14. The method of claim 11 or 12, wherein said alloy further comprises 0.1-0.3 wt % boron.

15. The method of any of claims 9-13, wherein said brazing alloy core has a solidus temperature of about 600° C. to about 705° C. and a liquidus temperature of about 650° C. to about 725° C.

16. The method of claim 15, wherein said brazing alloy has a solidus temperature of about 600° C. to about 630° C. and a liquidus temperature of about 650° C. to about 680° C.

17. The method of any preceding claim, wherein the links are closed at a rate of 100-250 links per minute.

18. The method of any preceding claim, wherein the links are closed using a laser of power 20-80 W.

19. The method of any preceding claim, wherein the links are closed using a laser of power about 30 W.

20. The method of any preceding claim, wherein the wire, prior to welding into said chain, has been annealed in an oxidizing atmosphere.

21. The method of claim 20, wherein the oxidising atmosphere is air.

22. The method of claim 20, wherein the oxidising atmosphere is a selectively oxidising atmosphere.

23. The method of claim 22, wherein the selectively oxidising atmosphere is a wet selectively oxidising atmosphere.

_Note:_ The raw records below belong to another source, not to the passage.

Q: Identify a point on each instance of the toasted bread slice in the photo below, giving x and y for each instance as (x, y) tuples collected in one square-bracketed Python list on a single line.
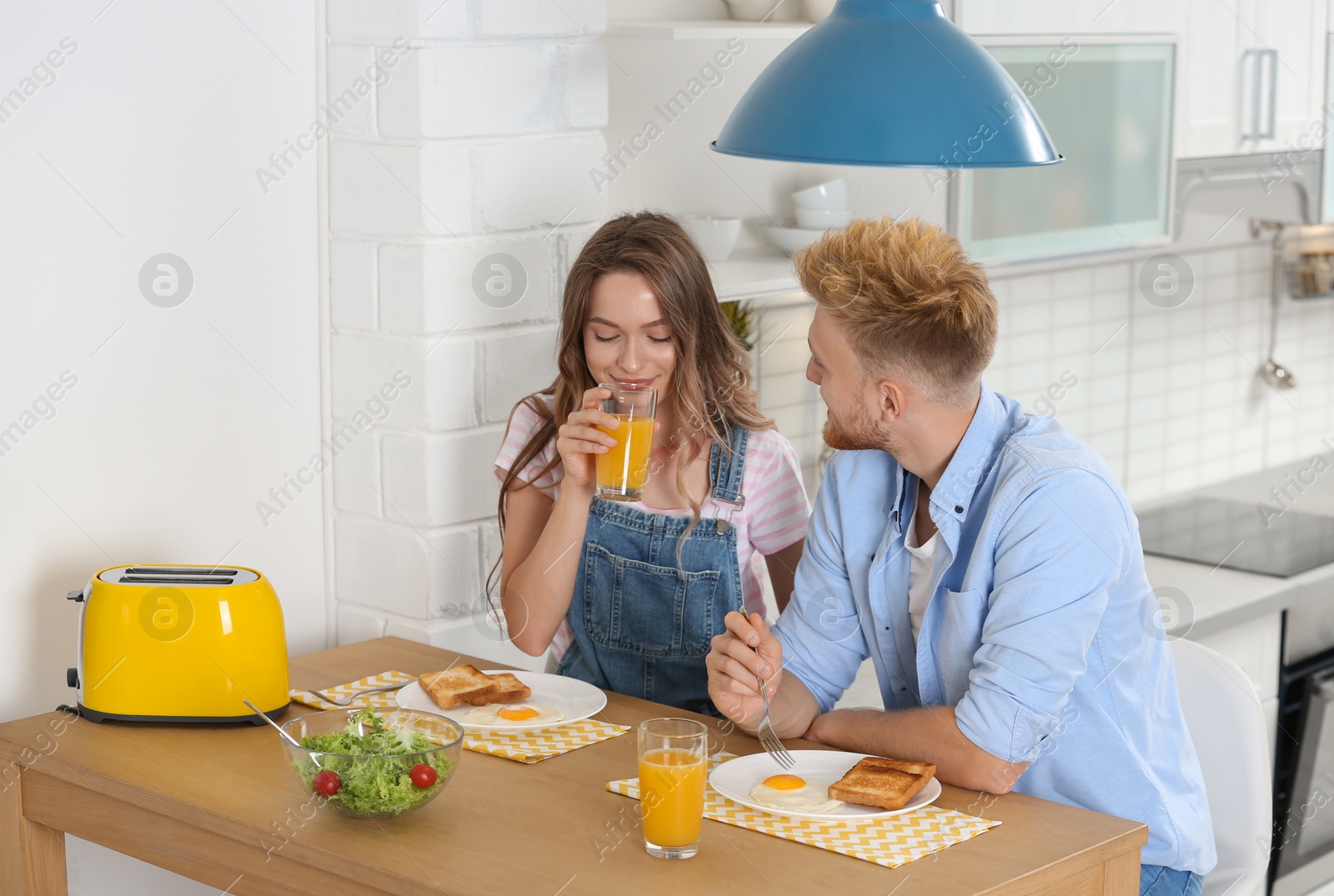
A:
[(887, 783), (510, 689), (458, 684)]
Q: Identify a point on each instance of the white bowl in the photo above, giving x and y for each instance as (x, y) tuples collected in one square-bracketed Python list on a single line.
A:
[(831, 195), (790, 238), (820, 219), (714, 235), (817, 9), (750, 9)]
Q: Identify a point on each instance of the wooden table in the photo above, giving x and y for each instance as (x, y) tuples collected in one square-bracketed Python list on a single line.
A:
[(220, 804)]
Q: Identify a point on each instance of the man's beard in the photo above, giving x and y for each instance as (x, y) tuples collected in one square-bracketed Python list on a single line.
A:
[(860, 433)]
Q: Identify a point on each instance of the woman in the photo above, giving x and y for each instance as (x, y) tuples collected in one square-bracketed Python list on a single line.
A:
[(631, 593)]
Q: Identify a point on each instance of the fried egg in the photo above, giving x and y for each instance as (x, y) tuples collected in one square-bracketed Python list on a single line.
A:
[(795, 793), (513, 715)]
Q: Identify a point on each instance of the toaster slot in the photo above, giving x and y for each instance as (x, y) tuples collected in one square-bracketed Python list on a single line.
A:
[(179, 571), (175, 580)]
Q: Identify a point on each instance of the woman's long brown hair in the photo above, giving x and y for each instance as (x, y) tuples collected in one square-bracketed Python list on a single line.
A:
[(711, 383)]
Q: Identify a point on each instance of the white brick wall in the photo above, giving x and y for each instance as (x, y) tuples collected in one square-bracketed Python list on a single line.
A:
[(477, 142)]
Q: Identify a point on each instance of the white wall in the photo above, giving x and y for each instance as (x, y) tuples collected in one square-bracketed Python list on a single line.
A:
[(183, 418), (475, 151)]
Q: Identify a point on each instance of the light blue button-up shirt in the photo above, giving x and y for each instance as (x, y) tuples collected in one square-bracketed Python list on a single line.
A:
[(1041, 628)]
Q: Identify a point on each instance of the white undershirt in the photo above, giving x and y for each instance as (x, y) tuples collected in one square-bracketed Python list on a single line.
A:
[(920, 566)]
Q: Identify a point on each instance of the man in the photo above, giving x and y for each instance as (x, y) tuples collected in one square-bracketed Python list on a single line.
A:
[(985, 559)]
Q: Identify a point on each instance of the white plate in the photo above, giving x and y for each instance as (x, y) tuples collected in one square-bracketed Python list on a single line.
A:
[(734, 779), (789, 238), (571, 696)]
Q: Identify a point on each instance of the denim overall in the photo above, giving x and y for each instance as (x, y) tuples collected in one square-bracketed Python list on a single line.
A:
[(642, 624)]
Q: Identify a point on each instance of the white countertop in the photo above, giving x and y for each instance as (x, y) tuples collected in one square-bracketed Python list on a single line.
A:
[(1225, 598)]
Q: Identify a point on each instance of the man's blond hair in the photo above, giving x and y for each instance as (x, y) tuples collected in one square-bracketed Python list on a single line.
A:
[(910, 302)]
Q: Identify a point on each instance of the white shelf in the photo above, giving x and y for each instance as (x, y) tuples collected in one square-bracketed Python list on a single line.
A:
[(754, 273), (706, 29)]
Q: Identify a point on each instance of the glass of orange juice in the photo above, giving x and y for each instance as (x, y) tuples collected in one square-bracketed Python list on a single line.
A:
[(671, 786), (624, 471)]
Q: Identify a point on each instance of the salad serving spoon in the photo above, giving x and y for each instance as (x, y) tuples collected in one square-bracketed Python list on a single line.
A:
[(264, 716)]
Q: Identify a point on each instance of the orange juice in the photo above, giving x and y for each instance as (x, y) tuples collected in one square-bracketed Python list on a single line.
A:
[(671, 793), (624, 469)]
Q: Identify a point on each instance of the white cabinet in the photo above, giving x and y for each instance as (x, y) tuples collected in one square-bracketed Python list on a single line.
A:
[(1254, 76), (1251, 73), (1256, 647)]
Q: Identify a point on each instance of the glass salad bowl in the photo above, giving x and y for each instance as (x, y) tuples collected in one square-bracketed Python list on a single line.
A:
[(374, 763)]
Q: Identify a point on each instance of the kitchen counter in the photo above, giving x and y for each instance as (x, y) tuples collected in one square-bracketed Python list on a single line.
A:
[(1221, 599)]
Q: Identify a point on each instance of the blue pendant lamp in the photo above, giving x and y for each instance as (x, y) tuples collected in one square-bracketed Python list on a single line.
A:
[(887, 83)]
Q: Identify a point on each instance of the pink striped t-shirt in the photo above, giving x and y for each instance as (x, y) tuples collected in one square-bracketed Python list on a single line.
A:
[(773, 518)]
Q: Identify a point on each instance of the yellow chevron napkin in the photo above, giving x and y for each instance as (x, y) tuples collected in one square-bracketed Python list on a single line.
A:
[(382, 699), (890, 842), (519, 746), (544, 743)]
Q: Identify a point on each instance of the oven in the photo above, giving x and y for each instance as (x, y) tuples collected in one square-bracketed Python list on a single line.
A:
[(1302, 856)]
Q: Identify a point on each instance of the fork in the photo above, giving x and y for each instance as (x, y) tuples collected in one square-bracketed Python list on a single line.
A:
[(767, 739), (347, 700)]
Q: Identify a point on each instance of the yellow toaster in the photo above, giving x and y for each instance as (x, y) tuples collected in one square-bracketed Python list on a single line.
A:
[(179, 643)]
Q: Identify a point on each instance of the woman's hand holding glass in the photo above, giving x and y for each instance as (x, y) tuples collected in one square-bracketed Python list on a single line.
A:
[(579, 442)]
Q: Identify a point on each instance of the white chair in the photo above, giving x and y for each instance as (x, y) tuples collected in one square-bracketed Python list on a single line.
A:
[(1231, 733)]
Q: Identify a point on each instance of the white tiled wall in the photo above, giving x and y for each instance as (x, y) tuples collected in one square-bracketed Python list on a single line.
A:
[(1169, 396)]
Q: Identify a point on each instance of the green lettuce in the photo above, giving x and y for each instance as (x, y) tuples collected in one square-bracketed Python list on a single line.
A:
[(374, 766)]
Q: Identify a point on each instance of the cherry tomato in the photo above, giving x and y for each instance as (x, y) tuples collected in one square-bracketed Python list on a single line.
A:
[(327, 783), (424, 775)]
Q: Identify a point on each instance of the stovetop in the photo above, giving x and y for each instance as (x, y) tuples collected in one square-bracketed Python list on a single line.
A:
[(1238, 536)]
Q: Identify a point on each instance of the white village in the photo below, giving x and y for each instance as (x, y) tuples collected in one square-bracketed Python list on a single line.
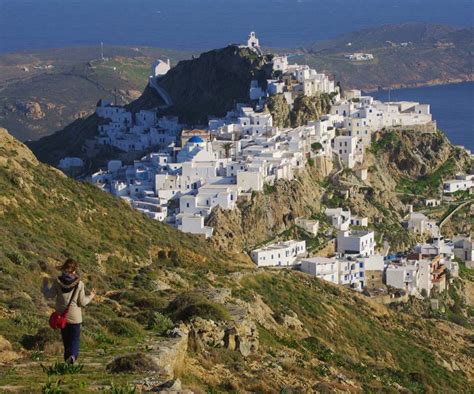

24. The method of claim 23, wherein the wet selectively oxidising atmosphere comprises any of:

(a) hydrogen gas and moisture;

(b) carbon monoxide and carbon dioxide;

(c) nitrogen, hydrogen, carbon monoxide, carbon dioxide, methane, and moisture;

(d) argon or nitrogen, and oxygen.

25. The method of claim 23 or 24, wherein the atmosphere has a dew point of at least +1° C.

26. The method of claim 25, wherein the atmosphere has a dew point in the range from +1° C. to +80° C.

27. The method of claim 25, wherein the atmosphere has a dew point in the range from +2° C. to +50° C.

28. A silver chain which comprises lengths of silver wire formed into successive links whose ends abut and are closed by brazed or welded joints, wherein the wire comprises at least 92.5 wt % Ag and about 0.5- about 3 wt % Ge.